Hate crimes against transgender people in London have increased by a quarter since last year, with 135 offences recorded up until October 2015, compared with 108 in 2014, according to figures just published by the Metropolitan Police.
The cultural visibility of transgender people is perhaps greater than ever before, with a growing number of trans celebrities such as Caitlyn Jenner, Janet Mock and Laverne Cox becoming household names, as well as characters in popular shows such as Transparent and films like Tangerine, and fashion industry faces like Hari Nef and Andreja Pejic. However this visibility does not appear to have translated into a wider acceptance in London, as the growing hate crime figures show.
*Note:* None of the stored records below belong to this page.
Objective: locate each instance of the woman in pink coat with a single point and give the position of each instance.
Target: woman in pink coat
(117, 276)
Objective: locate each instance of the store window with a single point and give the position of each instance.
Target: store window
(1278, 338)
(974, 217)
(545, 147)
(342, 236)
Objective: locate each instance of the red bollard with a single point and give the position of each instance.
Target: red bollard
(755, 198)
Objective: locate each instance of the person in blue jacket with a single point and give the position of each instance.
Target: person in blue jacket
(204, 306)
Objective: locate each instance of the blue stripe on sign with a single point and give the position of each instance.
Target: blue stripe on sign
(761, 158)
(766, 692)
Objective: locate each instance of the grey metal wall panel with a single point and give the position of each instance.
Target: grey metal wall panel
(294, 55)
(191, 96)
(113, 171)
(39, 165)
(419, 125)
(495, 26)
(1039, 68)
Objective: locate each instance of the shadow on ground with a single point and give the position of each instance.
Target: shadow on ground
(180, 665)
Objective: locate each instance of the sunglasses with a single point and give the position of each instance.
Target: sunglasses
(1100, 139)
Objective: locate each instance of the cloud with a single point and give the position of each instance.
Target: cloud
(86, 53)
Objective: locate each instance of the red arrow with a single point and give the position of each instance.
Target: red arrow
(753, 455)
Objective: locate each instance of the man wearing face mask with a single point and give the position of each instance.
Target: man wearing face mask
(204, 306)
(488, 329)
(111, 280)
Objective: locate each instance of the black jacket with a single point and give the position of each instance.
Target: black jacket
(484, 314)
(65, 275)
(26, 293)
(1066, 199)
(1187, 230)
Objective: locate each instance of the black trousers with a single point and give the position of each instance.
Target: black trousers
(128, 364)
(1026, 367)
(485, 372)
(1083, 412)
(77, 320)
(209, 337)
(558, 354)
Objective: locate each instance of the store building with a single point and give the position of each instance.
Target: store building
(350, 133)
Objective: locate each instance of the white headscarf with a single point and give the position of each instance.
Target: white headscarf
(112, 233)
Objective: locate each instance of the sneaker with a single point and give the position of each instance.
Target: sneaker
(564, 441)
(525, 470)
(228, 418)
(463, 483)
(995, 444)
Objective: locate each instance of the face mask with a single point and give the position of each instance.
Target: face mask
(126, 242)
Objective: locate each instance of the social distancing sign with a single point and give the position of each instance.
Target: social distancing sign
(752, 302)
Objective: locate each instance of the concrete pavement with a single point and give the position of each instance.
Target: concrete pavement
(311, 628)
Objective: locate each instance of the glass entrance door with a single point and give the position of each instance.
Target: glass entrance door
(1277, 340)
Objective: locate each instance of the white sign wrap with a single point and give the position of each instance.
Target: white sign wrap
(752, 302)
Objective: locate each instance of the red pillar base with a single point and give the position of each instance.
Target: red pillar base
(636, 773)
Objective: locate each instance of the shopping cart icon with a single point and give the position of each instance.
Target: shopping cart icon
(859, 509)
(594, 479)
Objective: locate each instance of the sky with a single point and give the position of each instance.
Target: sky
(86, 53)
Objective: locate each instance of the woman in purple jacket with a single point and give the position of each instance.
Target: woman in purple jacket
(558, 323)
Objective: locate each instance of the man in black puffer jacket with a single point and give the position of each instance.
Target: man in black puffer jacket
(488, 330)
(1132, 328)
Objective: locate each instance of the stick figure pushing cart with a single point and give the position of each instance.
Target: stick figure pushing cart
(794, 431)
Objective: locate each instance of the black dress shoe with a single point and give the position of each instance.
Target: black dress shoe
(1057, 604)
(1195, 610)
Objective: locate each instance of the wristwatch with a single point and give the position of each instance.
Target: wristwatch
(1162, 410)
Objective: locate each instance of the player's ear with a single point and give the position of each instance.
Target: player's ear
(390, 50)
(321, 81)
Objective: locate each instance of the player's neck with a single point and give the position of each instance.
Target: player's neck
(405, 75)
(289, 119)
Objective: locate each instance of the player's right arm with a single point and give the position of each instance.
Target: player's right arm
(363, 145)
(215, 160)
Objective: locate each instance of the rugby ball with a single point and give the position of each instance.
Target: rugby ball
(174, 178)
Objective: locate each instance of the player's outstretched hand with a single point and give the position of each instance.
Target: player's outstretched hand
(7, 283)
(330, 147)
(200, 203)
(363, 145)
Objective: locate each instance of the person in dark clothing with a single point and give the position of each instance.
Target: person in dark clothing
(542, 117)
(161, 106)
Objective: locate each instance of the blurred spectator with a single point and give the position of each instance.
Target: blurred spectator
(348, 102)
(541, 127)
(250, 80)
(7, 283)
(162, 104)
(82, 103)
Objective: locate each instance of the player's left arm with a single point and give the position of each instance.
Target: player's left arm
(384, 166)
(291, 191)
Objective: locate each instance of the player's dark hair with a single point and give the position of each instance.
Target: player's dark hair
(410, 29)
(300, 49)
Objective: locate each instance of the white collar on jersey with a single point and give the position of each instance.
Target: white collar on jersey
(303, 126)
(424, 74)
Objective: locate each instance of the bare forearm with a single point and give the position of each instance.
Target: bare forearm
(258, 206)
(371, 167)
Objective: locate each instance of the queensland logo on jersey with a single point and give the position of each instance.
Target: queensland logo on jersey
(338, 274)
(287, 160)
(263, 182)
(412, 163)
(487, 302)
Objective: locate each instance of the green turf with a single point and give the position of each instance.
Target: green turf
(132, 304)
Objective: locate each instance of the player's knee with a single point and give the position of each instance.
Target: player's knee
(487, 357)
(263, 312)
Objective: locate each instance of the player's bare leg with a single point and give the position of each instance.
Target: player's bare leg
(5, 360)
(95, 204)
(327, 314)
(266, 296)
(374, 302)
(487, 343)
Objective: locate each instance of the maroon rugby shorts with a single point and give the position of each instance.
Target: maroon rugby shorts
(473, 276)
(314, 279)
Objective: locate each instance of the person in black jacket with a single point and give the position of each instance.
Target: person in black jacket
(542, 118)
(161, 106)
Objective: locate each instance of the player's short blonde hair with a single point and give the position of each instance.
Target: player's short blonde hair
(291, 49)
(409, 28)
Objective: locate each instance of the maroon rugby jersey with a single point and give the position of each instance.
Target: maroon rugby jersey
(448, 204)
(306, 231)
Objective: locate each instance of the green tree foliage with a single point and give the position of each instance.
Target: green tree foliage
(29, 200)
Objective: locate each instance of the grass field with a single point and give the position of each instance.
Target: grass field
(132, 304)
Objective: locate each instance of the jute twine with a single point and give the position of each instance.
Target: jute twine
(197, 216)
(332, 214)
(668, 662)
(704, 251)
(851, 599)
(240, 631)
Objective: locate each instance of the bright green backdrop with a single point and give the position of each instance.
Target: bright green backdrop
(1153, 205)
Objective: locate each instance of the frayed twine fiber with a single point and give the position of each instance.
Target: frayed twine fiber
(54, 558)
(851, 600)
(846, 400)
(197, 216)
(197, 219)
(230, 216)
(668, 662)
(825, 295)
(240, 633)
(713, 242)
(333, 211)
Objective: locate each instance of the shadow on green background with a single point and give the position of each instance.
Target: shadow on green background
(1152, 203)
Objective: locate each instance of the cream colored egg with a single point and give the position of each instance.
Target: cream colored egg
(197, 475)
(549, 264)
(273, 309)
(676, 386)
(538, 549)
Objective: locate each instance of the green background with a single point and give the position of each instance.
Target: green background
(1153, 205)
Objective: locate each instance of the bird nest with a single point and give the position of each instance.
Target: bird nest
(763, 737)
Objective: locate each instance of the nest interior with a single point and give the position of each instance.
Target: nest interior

The true figure could be even higher than those published by the Met according to London-based LGBT charity Galop. “The figures that are being reported in London in a year, we have clients that experience that themselves in a year,” Melanie Stray from Galop told the BBC, adding that she thinks some offences have become such an everyday occurrence for people in the trans community that they, “couldn’t report all of it because they’d spend their lives speaking to the police”.
That said, Commander Mark Chishty from the Metropolitan Police appealed for victims of trans hate crimes to contact the police in every instance, telling the BBC, “However mundane you think it is, it’s very serious to us. It’s important that we tackle this so we start curbing this type of behaviour within society — it’s not tolerable, it’s not part of our values and we want to deal with it”. The Met recently formed a “hate crime senior partnership group” between police and community representatives that works alongside special LGBT Liaison Officers.